While every facet of nursing involves building relationships with patients and providing valuable care to those in need, rehab nursing offers a challenge and opportunity unlike any other. Rehab nurses are called upon to support patients in regaining strength and independence after a major injury or illness, often over a period of days, weeks, or months.
With these longer-term relationships, rehab nursing can be remarkably personal and incredibly rewarding — so let’s hear from a UPMC rehab nurse on what that experience is really like.
What makes a job rewarding? Is it the people you impact, the relationships you form with your coworkers, or the commitment you demonstrate to your profession?
For Julianne F., it’s a little bit of everything, and she wouldn’t have it any other way.
Rewarded with Relationships
Julianne has spent the past nine years as a professional staff nurse in the Stroke Rehab Unit at UPMC Mercy, and there is nowhere else she’d rather be. Julianne called her work in the Stroke Rehab Unit “the best nursing I’ve ever done.” While nurses in other units see new patients every night, or even every few hours, a patient often spends three to four weeks in Stroke Rehab. This time allows Julianne and her coworkers to develop meaningful relationships with patients — relationships that last.
Julianne said, “It’s very rewarding. We establish relationships and rapports, not only with the patients but with their families. When they come back for their follow-up appointments and come on the unit, you just cry and hug them.” For Julianne, the biggest reward is knowing that she has made an immense difference in the lives of her patients.
A Surprising Career Shift
Julianne graduated from college as an aspiring architect with a degree in interior design – worlds away from the Rehab Unit where she finds herself today. When Julianne struggled to find a job in her field, she began to consider nursing for the first time. With encouragement from her mom, who worked in pharmacy, Julianne spent a few days shadowing on a medical-surgical unit and instantly fell in love.

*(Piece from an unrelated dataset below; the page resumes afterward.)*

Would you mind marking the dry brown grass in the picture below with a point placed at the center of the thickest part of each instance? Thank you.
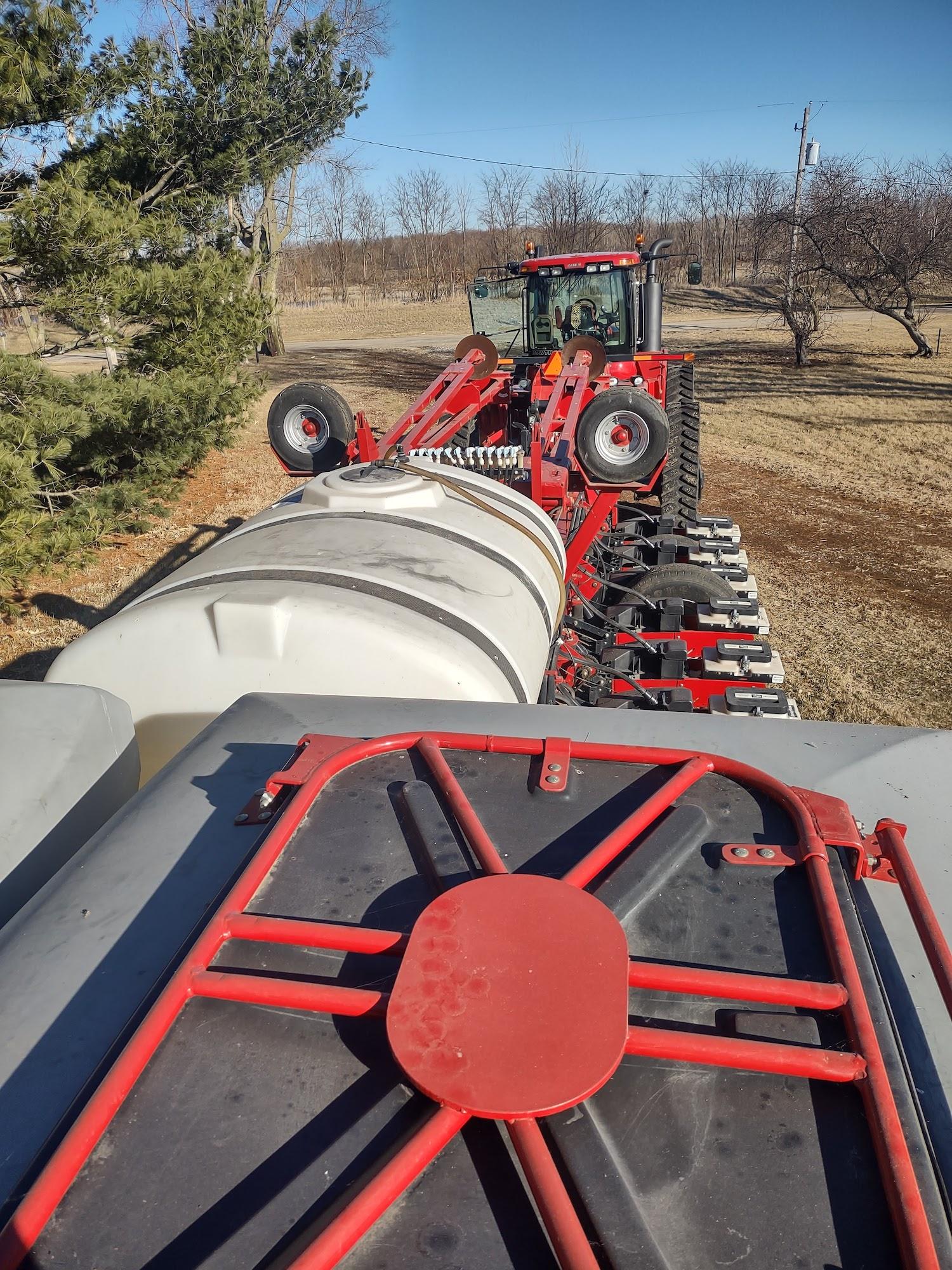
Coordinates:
(373, 322)
(841, 478)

Julianne said, “I kept thinking, ‘Wow, I don’t do anything this fulfilling when I’m doing interior design. These people are really helping people.’” Motivated by this experience, she took a leap of faith and applied to nursing school, effectively changing her career path. After nursing school, Julianne began her career at the former UPMC South Side Hospital. While she didn’t find her way to the Rehab Unit for a few more years, Julianne knew that she had found her place.
Julianne’s Impact
Patients arrive in Julianne’s unit during one of the most terrifying experiences of their lives. Often, they are aphasic, or unable to communicate verbally, and in an incredibly vulnerable state. Yet thanks to the care of the unit’s diligent nurses, most patients slowly recover their cognitive and physical abilities. Julianne said that the progress most patients make between entering and exiting the Stroke Rehab Unit makes her work deeply rewarding.
Julianne recognizes the responsibility that she and her team carry. “I’m in multiple roles,” she said. “I’m an educator, communicator, and advocate, not just for the patient but for the families as well.” With the longer-term stays that most patients experience, “you become close with them, you advocate for them, you communicate with them, and you’re the voice for them.”
Julianne’s work in the Stroke Rehab Unit is demanding, and it requires the combined effort of medical professionals across many different disciplines. But at the end of the day, Julianne knows that it’s all worthwhile because it’s all for the people she serves. “We all work as a team for the patients, so that when they go home they can maintain that quality of life.”